Hepatorenal Syndrome

  • Type 1: rapid doubling of creatinine or halving of creatinine clearance within 2 weeks. Type 2: slower, chronic course.
  • Features: oliguria/anuria, uremia, volume overload; treatment: midodrine + octreotide + IV albumin, and dialysis as needed.

Hepatopulmonary Syndrome

  • Key features: platypnea (dyspnea on sitting), orthodeoxia (positional oxygen drop); diagnosis may use ABG and lung perfusion scan; definitive treatment: orthotopic liver transplant.

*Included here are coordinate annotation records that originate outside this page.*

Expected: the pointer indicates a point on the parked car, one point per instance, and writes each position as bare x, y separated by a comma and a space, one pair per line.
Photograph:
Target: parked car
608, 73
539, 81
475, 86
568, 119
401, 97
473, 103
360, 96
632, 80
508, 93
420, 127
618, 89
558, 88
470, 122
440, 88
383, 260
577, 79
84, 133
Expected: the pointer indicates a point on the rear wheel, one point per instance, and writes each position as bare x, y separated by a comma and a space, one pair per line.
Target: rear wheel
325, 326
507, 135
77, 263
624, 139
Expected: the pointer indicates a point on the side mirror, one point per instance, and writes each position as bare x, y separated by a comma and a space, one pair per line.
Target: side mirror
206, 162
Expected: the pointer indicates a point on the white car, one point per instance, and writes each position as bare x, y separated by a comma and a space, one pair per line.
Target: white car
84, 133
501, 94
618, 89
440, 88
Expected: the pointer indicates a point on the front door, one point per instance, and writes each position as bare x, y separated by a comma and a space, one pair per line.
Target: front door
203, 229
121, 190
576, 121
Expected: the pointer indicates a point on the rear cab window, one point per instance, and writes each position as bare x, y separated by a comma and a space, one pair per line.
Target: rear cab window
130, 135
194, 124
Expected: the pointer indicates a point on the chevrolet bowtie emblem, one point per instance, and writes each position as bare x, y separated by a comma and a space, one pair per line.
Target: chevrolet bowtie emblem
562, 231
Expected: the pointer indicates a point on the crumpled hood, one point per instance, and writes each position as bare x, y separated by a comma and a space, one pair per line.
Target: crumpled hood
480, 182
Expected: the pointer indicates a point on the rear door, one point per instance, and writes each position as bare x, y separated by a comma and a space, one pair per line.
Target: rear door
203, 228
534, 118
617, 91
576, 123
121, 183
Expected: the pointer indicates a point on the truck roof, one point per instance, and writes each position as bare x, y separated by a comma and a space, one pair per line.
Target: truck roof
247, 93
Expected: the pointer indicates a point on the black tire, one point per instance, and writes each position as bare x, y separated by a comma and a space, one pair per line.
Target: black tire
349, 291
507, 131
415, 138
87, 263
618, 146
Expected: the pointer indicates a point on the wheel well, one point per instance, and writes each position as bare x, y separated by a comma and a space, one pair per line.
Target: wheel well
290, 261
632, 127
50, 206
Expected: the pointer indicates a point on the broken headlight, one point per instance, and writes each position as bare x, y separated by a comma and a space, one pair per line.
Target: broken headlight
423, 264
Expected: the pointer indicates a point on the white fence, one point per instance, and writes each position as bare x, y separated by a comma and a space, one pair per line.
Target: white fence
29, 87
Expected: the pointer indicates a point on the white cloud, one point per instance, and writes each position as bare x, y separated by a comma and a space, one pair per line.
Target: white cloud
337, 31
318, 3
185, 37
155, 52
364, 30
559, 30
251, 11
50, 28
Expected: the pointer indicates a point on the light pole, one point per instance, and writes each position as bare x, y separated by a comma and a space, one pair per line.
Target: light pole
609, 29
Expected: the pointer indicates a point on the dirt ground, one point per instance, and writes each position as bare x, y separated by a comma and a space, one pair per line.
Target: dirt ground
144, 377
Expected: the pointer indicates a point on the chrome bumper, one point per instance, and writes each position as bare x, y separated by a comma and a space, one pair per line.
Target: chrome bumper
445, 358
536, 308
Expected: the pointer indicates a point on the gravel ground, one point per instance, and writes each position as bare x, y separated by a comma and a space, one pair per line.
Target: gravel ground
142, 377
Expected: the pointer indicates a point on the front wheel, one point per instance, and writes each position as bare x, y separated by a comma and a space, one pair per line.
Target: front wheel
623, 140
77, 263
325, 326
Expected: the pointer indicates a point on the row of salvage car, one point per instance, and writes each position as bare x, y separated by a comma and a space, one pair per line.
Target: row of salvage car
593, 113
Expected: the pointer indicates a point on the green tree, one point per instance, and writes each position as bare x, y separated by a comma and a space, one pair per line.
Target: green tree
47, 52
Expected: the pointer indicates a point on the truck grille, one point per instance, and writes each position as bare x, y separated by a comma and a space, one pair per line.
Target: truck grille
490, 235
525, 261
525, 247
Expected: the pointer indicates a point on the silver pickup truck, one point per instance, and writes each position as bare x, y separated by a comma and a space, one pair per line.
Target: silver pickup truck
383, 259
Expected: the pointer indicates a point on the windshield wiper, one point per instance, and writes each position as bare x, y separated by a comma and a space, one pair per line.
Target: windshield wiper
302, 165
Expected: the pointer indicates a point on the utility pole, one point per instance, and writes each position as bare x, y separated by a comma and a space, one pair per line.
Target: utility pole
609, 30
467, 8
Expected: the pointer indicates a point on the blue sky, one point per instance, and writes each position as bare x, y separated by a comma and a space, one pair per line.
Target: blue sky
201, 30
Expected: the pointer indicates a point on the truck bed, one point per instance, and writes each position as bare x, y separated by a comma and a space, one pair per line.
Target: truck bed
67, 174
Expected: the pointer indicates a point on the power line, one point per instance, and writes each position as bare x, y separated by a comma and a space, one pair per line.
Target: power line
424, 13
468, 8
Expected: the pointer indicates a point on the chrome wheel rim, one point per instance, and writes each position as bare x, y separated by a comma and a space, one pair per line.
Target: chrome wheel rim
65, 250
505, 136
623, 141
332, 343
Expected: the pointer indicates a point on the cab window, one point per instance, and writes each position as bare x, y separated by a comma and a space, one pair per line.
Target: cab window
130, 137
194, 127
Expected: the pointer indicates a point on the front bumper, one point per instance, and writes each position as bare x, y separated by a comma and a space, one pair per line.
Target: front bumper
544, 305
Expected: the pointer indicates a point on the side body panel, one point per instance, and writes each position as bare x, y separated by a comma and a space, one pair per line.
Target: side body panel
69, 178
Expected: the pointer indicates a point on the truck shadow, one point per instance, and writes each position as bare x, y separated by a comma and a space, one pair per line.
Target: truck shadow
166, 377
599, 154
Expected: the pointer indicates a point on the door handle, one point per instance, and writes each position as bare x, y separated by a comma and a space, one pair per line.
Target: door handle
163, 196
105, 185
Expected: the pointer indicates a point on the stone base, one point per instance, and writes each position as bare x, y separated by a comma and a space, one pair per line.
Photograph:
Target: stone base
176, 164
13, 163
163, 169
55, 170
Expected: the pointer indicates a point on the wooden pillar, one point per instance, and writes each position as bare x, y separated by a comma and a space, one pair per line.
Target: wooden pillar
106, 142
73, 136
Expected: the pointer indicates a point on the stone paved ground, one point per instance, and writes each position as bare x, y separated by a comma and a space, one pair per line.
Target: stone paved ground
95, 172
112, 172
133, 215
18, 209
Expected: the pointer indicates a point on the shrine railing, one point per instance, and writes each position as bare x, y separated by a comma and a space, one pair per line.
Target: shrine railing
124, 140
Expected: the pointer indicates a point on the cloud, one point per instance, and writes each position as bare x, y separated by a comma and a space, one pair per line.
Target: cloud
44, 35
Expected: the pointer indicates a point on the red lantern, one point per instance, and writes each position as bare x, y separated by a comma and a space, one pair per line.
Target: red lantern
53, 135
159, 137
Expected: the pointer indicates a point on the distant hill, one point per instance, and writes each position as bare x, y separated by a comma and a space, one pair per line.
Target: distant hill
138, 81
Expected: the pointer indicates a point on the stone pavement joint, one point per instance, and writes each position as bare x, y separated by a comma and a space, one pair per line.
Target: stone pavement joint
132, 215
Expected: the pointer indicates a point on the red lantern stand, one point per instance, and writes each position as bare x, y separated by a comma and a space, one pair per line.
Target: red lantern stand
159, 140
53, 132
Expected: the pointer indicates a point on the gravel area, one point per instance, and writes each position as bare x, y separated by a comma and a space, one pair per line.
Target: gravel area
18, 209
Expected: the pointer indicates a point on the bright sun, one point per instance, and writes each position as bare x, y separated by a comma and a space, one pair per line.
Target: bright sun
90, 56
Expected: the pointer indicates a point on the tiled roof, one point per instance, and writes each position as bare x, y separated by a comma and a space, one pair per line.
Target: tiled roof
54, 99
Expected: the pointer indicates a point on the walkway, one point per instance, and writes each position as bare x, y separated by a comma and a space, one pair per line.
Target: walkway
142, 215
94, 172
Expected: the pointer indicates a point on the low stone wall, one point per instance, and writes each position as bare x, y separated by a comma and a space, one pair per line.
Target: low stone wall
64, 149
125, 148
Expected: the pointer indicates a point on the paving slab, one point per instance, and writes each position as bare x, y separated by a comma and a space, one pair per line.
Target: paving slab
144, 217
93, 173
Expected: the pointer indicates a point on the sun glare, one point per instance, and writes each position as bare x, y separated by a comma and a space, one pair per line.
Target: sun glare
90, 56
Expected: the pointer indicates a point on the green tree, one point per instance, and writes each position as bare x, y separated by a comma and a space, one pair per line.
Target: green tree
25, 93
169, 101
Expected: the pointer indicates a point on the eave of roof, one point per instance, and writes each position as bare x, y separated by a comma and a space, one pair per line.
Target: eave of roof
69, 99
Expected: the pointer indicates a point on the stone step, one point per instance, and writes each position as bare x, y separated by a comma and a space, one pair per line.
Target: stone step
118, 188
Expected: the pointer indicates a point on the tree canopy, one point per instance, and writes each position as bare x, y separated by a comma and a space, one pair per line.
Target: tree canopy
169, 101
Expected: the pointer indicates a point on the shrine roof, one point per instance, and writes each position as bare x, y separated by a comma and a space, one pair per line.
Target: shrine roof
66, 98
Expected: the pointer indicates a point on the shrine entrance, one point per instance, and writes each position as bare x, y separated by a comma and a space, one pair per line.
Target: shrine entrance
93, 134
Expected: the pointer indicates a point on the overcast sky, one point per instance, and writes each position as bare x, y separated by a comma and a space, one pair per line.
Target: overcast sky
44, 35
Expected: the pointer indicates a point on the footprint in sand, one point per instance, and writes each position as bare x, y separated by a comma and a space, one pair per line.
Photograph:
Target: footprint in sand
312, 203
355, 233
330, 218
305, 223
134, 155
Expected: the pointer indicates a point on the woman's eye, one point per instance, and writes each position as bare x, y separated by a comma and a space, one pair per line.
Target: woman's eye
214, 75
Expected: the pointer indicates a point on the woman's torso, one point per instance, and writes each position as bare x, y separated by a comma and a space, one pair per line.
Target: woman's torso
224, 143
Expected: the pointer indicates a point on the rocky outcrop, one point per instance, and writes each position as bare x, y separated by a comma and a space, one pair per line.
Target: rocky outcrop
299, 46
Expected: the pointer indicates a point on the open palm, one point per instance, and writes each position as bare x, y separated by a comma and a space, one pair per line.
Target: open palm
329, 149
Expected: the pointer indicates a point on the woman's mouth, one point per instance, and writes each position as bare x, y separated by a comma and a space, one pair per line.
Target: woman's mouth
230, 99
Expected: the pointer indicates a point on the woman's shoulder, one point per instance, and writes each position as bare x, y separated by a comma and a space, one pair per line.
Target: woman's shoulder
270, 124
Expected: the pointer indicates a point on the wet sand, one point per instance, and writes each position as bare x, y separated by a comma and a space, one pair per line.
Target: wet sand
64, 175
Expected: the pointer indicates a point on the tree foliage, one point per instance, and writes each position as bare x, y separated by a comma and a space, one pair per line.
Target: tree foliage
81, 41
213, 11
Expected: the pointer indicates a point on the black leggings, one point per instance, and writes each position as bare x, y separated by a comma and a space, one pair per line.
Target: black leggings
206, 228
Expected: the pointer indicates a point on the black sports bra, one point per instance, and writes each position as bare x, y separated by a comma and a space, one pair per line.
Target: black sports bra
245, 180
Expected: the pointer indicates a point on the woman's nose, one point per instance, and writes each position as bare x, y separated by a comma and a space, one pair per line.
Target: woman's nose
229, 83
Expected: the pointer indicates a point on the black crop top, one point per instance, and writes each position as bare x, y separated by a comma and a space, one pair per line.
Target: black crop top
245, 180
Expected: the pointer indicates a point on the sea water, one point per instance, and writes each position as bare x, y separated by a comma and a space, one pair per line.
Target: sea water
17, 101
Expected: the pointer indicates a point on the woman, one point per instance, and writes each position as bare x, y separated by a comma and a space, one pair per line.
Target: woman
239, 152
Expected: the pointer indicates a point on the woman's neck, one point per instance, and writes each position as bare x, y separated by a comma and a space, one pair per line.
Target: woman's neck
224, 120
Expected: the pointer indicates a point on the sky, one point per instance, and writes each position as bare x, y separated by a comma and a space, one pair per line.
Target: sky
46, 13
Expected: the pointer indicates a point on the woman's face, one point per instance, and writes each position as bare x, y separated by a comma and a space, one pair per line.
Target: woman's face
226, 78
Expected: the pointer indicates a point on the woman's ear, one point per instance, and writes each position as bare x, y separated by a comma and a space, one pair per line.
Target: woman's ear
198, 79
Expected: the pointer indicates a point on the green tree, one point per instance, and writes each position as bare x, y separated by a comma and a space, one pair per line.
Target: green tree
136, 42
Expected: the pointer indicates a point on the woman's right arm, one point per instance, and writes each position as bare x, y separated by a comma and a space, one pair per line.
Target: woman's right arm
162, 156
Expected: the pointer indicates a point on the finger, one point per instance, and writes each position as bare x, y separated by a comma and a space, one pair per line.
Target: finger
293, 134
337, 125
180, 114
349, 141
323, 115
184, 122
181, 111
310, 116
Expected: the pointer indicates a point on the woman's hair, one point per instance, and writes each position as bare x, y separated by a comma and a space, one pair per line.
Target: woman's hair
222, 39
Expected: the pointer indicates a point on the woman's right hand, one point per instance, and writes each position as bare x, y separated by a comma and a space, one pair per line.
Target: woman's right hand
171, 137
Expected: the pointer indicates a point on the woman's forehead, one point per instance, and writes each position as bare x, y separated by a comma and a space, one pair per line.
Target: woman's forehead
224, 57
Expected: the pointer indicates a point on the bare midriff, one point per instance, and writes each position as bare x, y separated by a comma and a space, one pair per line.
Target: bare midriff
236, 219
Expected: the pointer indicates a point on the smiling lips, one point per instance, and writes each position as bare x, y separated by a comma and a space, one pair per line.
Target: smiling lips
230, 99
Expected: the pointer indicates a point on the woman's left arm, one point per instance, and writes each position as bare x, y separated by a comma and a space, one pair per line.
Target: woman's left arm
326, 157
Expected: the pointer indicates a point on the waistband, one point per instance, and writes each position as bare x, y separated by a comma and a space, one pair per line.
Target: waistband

Choledocholithiasis & Obstructive Jaundice

  • Causes of obstruction: CBD strictures, pancreatic cancer, Klatskin tumour, Caroli disease, choledochal cyst, biliary atresia, primary biliary cirrhosis, Dubin-Johnson, Rotor syndrome.
  • Clinical features: pruritus, dark (mustard) urine, clay-coloured stools, yellow sclera.
  • Investigations: LFTs show conjugated hyperbilirubinaemia, normal/near-normal transaminases, markedly raised alkaline phosphatase and 5'-nucleotidase; abdominal USG initial test; MRCP for biliary/pancreatic evaluation; bromsulphalein test to differentiate Dubin-Johnson.

Primary Biliary Cirrhosis and Primary Sclerosing Cholangitis

  • Primary biliary cirrhosis: intra/extrahepatic biliary dysfunction causing obstructive picture; IOC: anti-mitochondrial antibodies; definitive treatment: liver transplantation.
  • Primary sclerosing cholangitis: intrahepatic biliary fibrosis with p-ANCA positivity; tests: AMA/p-ANCA, MRCP showing multiple strictures; gold standard: liver biopsy; treatments include stenting and orthotopic liver transplantation.

Dubin-Johnson and Rotor Syndromes

  • Dubin-Johnson: autosomal recessive MRP2 (ABCC2) defect → accumulation of conjugated bilirubin and dark pigmented liver; diagnosed with bromsulphalein (BSP) test.
  • Rotor: milder variant, normal liver color, absence of OATP1B1 and OATP1B3 transporters causing conjugated hyperbilirubinaemia.

Wilson's Disease

  • Autosomal recessive copper accumulation due to ATP7B mutation on chromosome 13; presents before age 40.
  • Clinical: hemolytic anemia, neurological involvement (basal ganglia → chorea), Kayser-Fleischer rings, Fanconi syndrome from proximal tubule damage.
  • Diagnosis: 24-hour urine copper (screen), low serum copper, liver biopsy with hepatic copper estimation (IOC), MRI brain (characteristic changes).
  • Treatment: zinc acetate for presymptomatic, children, pregnancy or hepatitis without decompensation; trientine for mild-moderate hepatic decompensation; tetrathiomolybdate for CNS features. Nazer score used for prognosis.

Hemochromatosis

  • Autosomal recessive iron overload often from HFE gene (chromosome 6) mutation (primary) or from repeated transfusions (secondary).
  • Clinical triad: bronze skin, diabetes mellitus, hepatomegaly; arthropathy (2nd-3rd MCP), restrictive cardiomyopathy, hypogonadism.
  • Diagnosis: elevated serum ferritin, high transferrin saturation; gold standard: liver biopsy.
  • Treatment: primary - phlebotomy; secondary - iron chelators (desferrioxamine, deferiprone preferred).